A mortgage is really a method of securing charge on a house of other immovable assets usually for the intended purpose of financing its purchase. The term mortgage derives from the French words mort meaning dead, and gage meaning pledge. The implication was that the house was dead or useless for the borrower if he cannot repay the loan. Generally in most countries it’s quite common to invest in both residential and commercial properties by developing a mortgage.
The primary parties in developing a mortgage will be the lender and the borrower. The lending company is also referred to as the creditor or the mortgage, the main one to whom the house is mortgaged. Similarly the borrower can be referred to as the debtor or the mortgagor, the main one who mortgages the house. Due to the high stakes and the complex legalities involved both parties are often represented by solicitors.
A mortgage usually creates a lien or to the title of the house. It generally does not transfer absolute ownership to the lending company. A mortgage is established by a musical instrument referred to as mortgage deed. Despite having a lien on the house, the lender must take recourse to law to recuperate his funds if the debtor defaults on the payments. A legal process declaring that your debt arrives and that the borrower has defaulted in the payments is necessary prior to the property could be sold.
Mortgage lenders are banks or finance institutions that lend funds to borrowers for the precise purchase of land and property, and secure the loans by using a mortgage on the land or property created within their favor. The borrower needs funds to get the land or property. He expects to cover back the loan alongside interest through the use of the assets in his business or from various other expected income. Mortgage brokers have funds available but cannot leverage the funds to create high returns. Hence both take advantage of the transaction.

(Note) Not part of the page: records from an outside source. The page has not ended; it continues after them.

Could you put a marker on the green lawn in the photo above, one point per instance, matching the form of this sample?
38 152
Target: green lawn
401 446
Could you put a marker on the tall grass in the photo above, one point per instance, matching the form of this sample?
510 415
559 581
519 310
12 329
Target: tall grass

Mortgage lenders need protection from the eventuality that the borrower will default in his commitments. Towards this end they obtain the assets mortgaged within their favor. The mortgage is established by way of a legal charge, by which the ownership of the assets remain with the borrower, however the mortgage brokers have the proper to take possession of and also sell the assets. That is referred to as foreclosure.
Mortgage lenders are further protected by the recording of the charge in a public register. This registration helps it be easier to allow them to foreclose the assets if the need arise. This registration serves another purpose aswell. Before lending the funds, mortgage brokers perform a search of the registers to make sure that the assets aren’t already mortgaged.